微生物内部のDNAを調べることは、微生物特定のための重要な課題でした。しかしその技術が存在しないため、従来は専門家による特殊な薬剤を使用が必須でした。そこで効果的かつ、簡単に微生物を破砕する技術が求められてきたのです。
今回チームが試みたのは、ワイヤーによる破砕方法です。ナノメートルサイズの金属酸化物でできたワイヤーが林立する面を作り、そこに微生物の混入した液体を入れ、複数のワイヤーに微生物を吸着させ、絡まったワイヤーにより微生物を引き裂く手法をという開発しました。
実験には、大腸菌や枯草菌(こそうきん)などの人体と関わりを持つ微生物が使用され、それぞれ破砕に成功しています。さらに破砕耐性の高いとされる酵母にも効果的であると判明し、適用可能な範囲が広いことが分かりました。
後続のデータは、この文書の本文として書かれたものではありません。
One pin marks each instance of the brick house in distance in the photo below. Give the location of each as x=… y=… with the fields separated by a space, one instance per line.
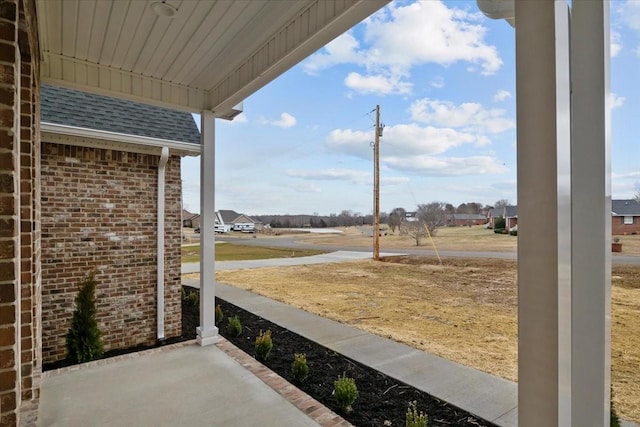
x=111 y=204
x=625 y=217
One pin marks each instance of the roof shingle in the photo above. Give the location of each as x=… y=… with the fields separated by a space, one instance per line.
x=85 y=110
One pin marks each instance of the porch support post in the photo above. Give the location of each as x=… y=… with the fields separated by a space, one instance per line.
x=544 y=213
x=207 y=332
x=591 y=220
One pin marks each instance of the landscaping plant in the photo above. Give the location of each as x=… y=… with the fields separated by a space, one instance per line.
x=83 y=337
x=346 y=392
x=413 y=418
x=299 y=367
x=263 y=345
x=234 y=327
x=219 y=315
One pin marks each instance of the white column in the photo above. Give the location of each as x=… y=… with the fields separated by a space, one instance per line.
x=207 y=332
x=591 y=220
x=544 y=213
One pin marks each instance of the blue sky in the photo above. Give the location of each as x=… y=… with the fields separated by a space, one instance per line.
x=444 y=77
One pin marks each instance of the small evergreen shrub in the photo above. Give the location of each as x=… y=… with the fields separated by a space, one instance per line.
x=413 y=418
x=234 y=327
x=83 y=337
x=263 y=345
x=219 y=314
x=346 y=392
x=299 y=367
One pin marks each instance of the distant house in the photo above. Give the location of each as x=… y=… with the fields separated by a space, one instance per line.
x=190 y=220
x=234 y=221
x=509 y=213
x=625 y=217
x=457 y=220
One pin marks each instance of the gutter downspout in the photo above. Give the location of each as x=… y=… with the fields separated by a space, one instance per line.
x=164 y=157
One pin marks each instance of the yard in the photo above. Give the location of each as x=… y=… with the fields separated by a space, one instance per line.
x=464 y=310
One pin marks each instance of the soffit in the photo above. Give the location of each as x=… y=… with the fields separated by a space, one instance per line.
x=209 y=56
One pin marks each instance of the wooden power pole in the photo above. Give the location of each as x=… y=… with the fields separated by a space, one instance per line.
x=376 y=188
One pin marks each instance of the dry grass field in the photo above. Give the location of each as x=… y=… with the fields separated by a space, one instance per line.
x=464 y=310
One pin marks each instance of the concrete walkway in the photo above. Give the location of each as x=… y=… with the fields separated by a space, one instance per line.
x=338 y=256
x=175 y=385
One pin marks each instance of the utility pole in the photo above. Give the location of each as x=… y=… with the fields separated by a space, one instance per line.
x=376 y=188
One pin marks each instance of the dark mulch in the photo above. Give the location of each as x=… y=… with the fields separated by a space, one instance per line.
x=381 y=399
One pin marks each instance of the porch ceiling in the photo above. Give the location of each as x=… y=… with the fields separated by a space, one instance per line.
x=210 y=56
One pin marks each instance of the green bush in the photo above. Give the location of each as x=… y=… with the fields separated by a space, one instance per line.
x=83 y=337
x=299 y=367
x=219 y=315
x=263 y=345
x=346 y=392
x=413 y=418
x=234 y=327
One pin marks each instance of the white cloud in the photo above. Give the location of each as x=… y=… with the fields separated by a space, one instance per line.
x=467 y=116
x=377 y=84
x=615 y=100
x=401 y=140
x=351 y=175
x=447 y=166
x=630 y=13
x=501 y=95
x=286 y=120
x=403 y=36
x=437 y=82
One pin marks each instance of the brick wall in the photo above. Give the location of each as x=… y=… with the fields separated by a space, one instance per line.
x=19 y=213
x=620 y=228
x=99 y=214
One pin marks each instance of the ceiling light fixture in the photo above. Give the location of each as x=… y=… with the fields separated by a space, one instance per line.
x=164 y=9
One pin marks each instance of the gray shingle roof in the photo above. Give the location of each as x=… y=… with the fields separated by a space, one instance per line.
x=628 y=207
x=84 y=110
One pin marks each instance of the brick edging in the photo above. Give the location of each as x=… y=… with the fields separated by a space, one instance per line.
x=298 y=398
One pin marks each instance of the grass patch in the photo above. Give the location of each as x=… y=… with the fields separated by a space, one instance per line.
x=232 y=252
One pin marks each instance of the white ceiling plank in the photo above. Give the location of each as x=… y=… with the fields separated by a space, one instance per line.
x=196 y=37
x=86 y=11
x=102 y=16
x=127 y=34
x=233 y=90
x=113 y=31
x=138 y=41
x=173 y=40
x=70 y=19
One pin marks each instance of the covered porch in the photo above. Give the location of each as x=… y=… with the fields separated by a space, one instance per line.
x=207 y=57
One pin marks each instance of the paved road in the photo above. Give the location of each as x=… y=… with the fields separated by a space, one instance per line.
x=291 y=242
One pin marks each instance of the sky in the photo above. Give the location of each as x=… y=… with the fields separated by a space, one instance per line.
x=444 y=77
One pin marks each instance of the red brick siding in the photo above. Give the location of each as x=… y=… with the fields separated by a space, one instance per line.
x=99 y=210
x=620 y=228
x=19 y=213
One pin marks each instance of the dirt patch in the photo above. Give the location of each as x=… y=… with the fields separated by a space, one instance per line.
x=464 y=310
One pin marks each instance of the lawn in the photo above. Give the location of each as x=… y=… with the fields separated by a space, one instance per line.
x=231 y=252
x=464 y=310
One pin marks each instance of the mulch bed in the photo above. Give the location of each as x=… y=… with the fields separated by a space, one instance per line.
x=382 y=401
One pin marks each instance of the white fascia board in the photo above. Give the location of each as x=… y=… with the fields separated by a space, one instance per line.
x=93 y=137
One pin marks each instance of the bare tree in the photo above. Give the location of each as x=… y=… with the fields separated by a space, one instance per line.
x=433 y=215
x=395 y=218
x=415 y=230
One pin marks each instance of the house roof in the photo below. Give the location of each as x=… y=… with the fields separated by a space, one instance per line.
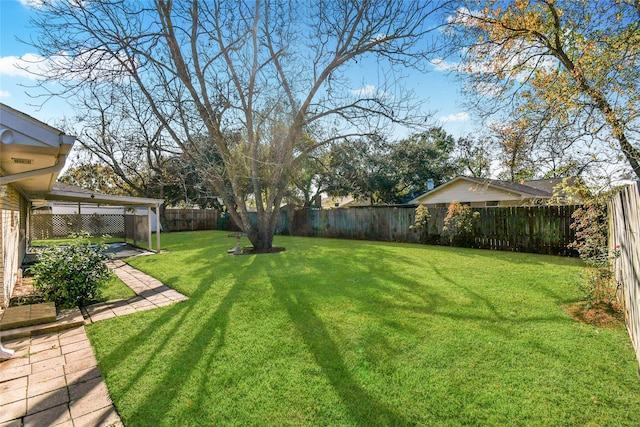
x=32 y=153
x=538 y=189
x=71 y=193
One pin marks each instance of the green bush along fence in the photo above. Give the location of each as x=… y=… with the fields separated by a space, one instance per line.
x=624 y=227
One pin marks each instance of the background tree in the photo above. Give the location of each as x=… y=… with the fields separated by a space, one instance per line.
x=569 y=65
x=474 y=154
x=515 y=152
x=256 y=78
x=392 y=172
x=422 y=157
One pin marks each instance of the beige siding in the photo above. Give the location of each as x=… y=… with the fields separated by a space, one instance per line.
x=468 y=192
x=12 y=238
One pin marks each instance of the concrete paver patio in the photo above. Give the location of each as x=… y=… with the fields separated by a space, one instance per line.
x=53 y=378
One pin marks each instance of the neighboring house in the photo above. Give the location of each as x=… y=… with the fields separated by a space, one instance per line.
x=32 y=154
x=479 y=192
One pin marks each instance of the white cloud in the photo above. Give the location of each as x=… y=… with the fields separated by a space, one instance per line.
x=455 y=117
x=440 y=64
x=24 y=66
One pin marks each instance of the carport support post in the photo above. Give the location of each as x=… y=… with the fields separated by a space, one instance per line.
x=149 y=228
x=158 y=228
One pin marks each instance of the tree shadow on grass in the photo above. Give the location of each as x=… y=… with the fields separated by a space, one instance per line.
x=209 y=335
x=365 y=409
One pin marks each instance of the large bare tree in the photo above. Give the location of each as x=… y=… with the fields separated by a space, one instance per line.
x=247 y=88
x=565 y=69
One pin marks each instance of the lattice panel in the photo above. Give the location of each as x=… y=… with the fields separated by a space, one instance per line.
x=56 y=226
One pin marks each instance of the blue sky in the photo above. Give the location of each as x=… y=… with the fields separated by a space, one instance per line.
x=439 y=90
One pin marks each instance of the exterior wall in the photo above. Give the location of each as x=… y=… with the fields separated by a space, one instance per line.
x=13 y=209
x=468 y=192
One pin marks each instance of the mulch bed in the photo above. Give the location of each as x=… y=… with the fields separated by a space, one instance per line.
x=24 y=293
x=603 y=314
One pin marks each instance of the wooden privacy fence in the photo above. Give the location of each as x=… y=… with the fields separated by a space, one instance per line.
x=624 y=226
x=536 y=229
x=191 y=219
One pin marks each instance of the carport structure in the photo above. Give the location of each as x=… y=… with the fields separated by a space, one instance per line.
x=68 y=193
x=32 y=154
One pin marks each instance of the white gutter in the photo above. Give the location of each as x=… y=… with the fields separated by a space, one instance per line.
x=30 y=174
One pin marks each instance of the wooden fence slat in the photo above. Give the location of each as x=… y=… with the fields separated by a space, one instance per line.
x=624 y=229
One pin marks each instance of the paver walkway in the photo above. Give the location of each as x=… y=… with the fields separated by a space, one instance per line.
x=53 y=379
x=150 y=293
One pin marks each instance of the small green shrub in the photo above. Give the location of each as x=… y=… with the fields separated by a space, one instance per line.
x=459 y=224
x=71 y=275
x=421 y=222
x=592 y=243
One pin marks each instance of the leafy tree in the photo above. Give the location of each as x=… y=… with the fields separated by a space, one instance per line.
x=255 y=78
x=475 y=155
x=421 y=157
x=564 y=65
x=361 y=168
x=392 y=172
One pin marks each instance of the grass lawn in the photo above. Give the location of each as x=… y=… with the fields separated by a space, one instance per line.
x=337 y=332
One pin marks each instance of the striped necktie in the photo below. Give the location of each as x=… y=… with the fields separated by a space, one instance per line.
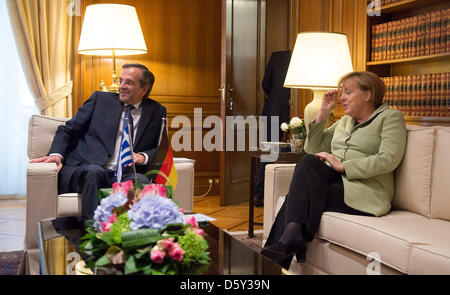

またこの破砕方法は、DNAを増幅することが可能なデバイスと組み合わせることが可能で、その結果微生物の特定を視覚的に行う技術に発展したのです。
この技術が開発されたことで、病原性の微生物の判定が家庭レベルで可能になったり、結果として感染症予防の効果が出たりすることが期待されています。
ふと微生物といわれても、「微生物ってナニ類?」って疑問を思い浮かべる人は多いのではないでしょうか?筆者は記事作成中、微生物に該当する生き物を調べているうちに、生物の分類法で有名な五界説がもう古くなっており、今は界より上に「ドメイン」なるものがあると知りました。習って数年で教科書で習ったことを覆すような発見があるのは驚きですね。